As I noted in a Nation article in February, high Qatari officials had repeatedly alleged that their intelligence told them of an impending Saudi invasion in June of last year.

Emmons speculates that a primary motive for the planned invasion was that Saudi Crown Prince Mohammed bin Salman wanted Qatar’s $300 billion sovereign wealth fund and future revenues from the sale of Qatari natural gas. Saudi Arabia is blowing through its own dollar reserves and faces a bleak future if it does not repair its spendthrift ways or find a new source of income other than the failing oil business.

It is a plausible speculation. Otherwise, it is difficult to see what Saudi Arabia and the UAE could possibly get from this move, which has hurt them in world opinion. Crown Prince Mohammed has acted so erratically and recklessly that he has scared off foreign investors almost entirely. His plan for an Aramco Saudi IPO appears to be in severe trouble.

Of course, the cover story is that Qatar supports the Muslim Brotherhood and “terrorism” and its freewheeling Al-Jazeera television channel provokes critical thinking in the Arab public. In essence, the Saudi and United Arab Emirate absolute monarchies were afraid of the democratization that began during the 2011 Arab Spring youth movement, and have used their oil billions to crush it. Qatar was on the other side of that struggle, supporting moves toward electoral democracy and the inclusion of the Muslim religious right in politics, and crushing it would be the final nail in the coffin of any sort of popular liberties in the Arab world.

On the other hand, Emmons’ fine piece does unduly discount some other actors. Secretary of Defense James Mattis surely acted behind the scenes to protect the U.S.-leased Al Udeid Air Base, from which 80 percent of U.S. sorties against extremists in the region flow. Mattis is said by some Qataris to have a special connection to Al Udeid and a special affection for Emir Sheikh Tamim al Thani. In fact, a Mattis intervention with Crown Prince Mohammed surely would have carried much more weight than one from Tillerson.

Many Qataris to whom I spoke when I was there the first half of this year were convinced that a Turkish Parliament vote to allow sending troops to Qatar was what deterred the Saudis. (A couple hundred Turkish troops subsequently turned up in Qatar, putting some teeth into the threat).

In the end, I think the Intercept article is a little U.S. State Department-centric. Tillerson no doubt played a role (and ExxonMobil will likely do well out of Qatar’s expansion of its natural gas exports).

But Mattis also likely swung into action, and he wasn’t thereafter sacked. And Turkey was enormously important.
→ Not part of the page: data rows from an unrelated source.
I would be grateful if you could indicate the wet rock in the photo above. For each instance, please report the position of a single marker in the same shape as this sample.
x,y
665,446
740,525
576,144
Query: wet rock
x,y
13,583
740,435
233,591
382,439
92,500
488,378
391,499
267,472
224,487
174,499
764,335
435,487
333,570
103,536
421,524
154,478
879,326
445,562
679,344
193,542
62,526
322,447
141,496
The plot has failed, leaving the old Gulf Cooperation Council in permanent limbo, it seems to me. The Qatari stock market and the economy have completely recovered from the momentary wobble in confidence of summer 2017, and prognostications for the future are bright. Qatar has become a Singapore (which was cast out of Malaysia in 1965), though I think it will take time for the Qataris to adjust to that status. It isn’t a bad fate, if managed properly. I’ve been to Singapore several times, and it is nice.